Together, the two studies highlight how glycan modifications characteristic of C. difficile affect the robustness of its spore — an important consideration when developing treatments.
— Sasha Mushegian
Low HDL linked to cardiovascular disease
High-density lipoprotein, or HDL, transports cholesterol and phospholipids through the blood to the liver. The liver is responsible for removing cholesterol from the body or redistributing it to other tissues. Because the main genes that regulate HDL cholesterol level also affect other blood lipids, there is debate in the field as to whether very low HDL levels caused by genetics can independently trigger atherosclerosis and cardiovascular disease.
In a study published in the Journal of Lipid Research, Andrew Geller and colleagues from the company Boston Heart Diagnostics and Tufts University were the first to analyze the genetic and secondary causes of severe HDL deficiency in a large population to identify links to atherosclerotic cardiovascular disease. Initially, they screened more than 250,000 individuals and selected 308 eligible subjects for further study based on their low levels of HDL cholesterol. DNA from eligible subjects was sequenced to examine lipoprotein metabolism genes for different HDL deficiency states.

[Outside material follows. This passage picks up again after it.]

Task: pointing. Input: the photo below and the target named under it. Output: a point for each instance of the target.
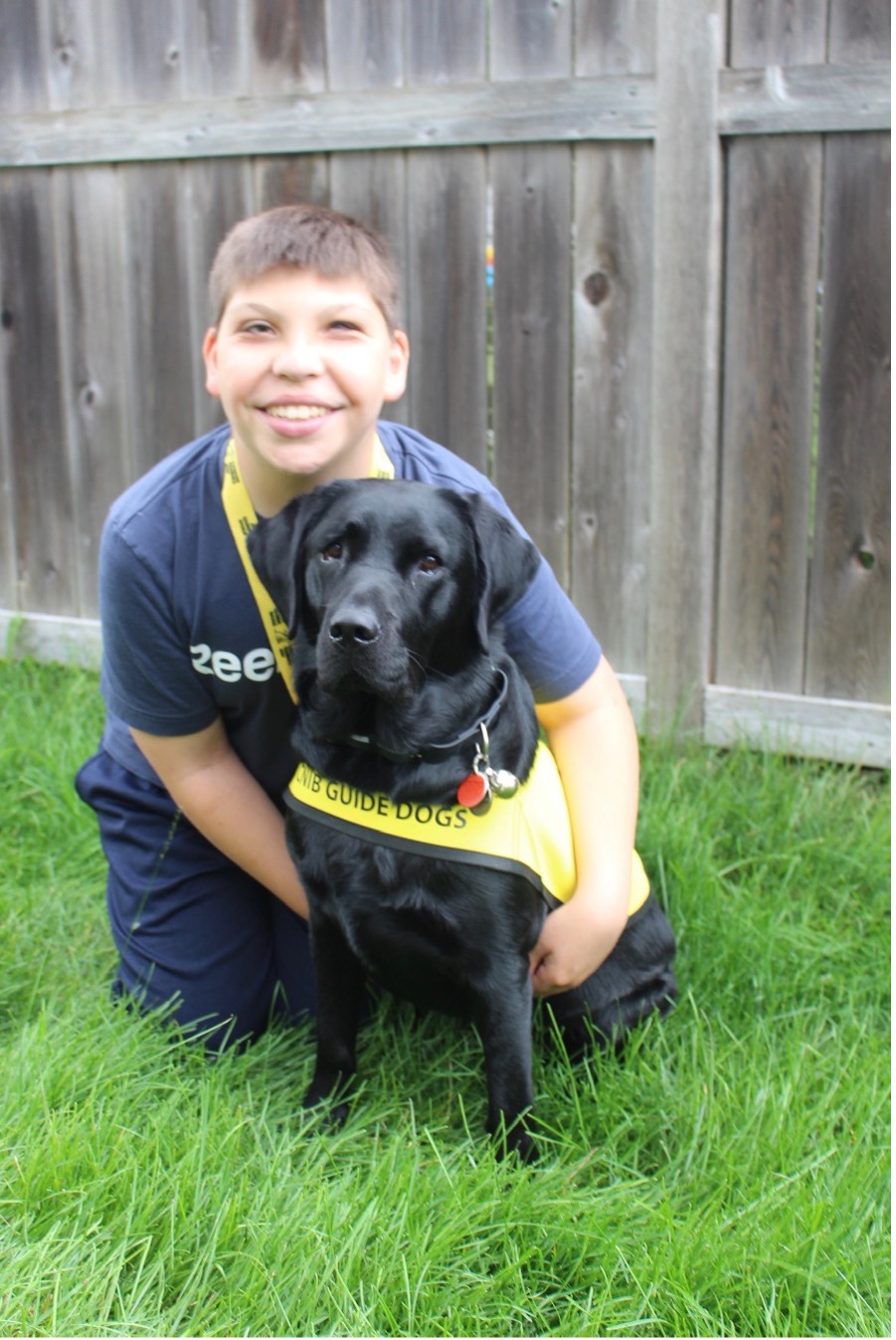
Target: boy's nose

Results from this study were consistent with the finding that in about 40 percent of cases, severe HDL deficiency has nongenetic causes such as uncontrolled diabetes and increased inflammation. About half of the low HDL cholesterol patients without these causes had mutations or variants in lipoprotein metabolism genes such as ABCA1, LCAT or APOAI. Contrary to other published work that omitted those major genes, results of this study suggested that genetic causes of severe HDL deficiency can lead to premature atherosclerotic cardiovascular disease.
Upregulating antioxidants in the brain
Oxidative stress is thought to be a trigger for Alzheimer’s disease, and the Alzheimer’s disease brain has diminished antioxidant activity. Reducing oxidative stress in the brain therefore could be a strategy for slowing neurodegeneration, but there are few global antioxidants that can permeate the blood-brain barrier, or BBB. In a study published in the Journal of Biological Chemistry, Kelsey Murphy and colleagues at the University of Toledo developed a BBB-permeable activator of Nrf2, a transcription factor for the majority of antioxidant enzymes. This activator, a polysaccharide called mini-GAGR that is administered through the nose, decreased brain mitochondrial oxidative stress and improved memory in mice.
Packing DNA for long distances
DNA is packed efficiently into histone-based nucleosomes, which then are condensed into chromatin. The structure of chromatin determines the accessibility of genes to transcription. Laxmi Narayan Mishra and Jeffrey J. Hayes from the University of Rochester investigated how histone presence, histone acetylation and the presence of nucleosome-free regions affected the accessibility of DNA to DNA-binding proteins. They found that the effects of histones and nucleosome-free regions affected DNA accessibility beyond the immediate site, suggesting mechanisms of gene regulation via higher-order folding effects on chromatin. The study was published in the Journal of Biological Chemistry.
Insights into cytochrome P450
Cytochrome P450 1A1, or CYP1A1, can detoxify drugs and environmental toxins but also can produce carcinogenic reactive intermediates. Therefore, selectively activating or inhibiting CYP1A1 could be a strategy to prevent cancer or regulate activity of anti-cancer drugs. Aaron G. Bart and Emily E. Scott from the University of Michigan examined the structural determinants of how CYP1A1 binds to diverse substrates. Their results, published in the Journal of Biological Chemistry, suggest that modifications in the active site allow the enzyme to accommodate large ligands.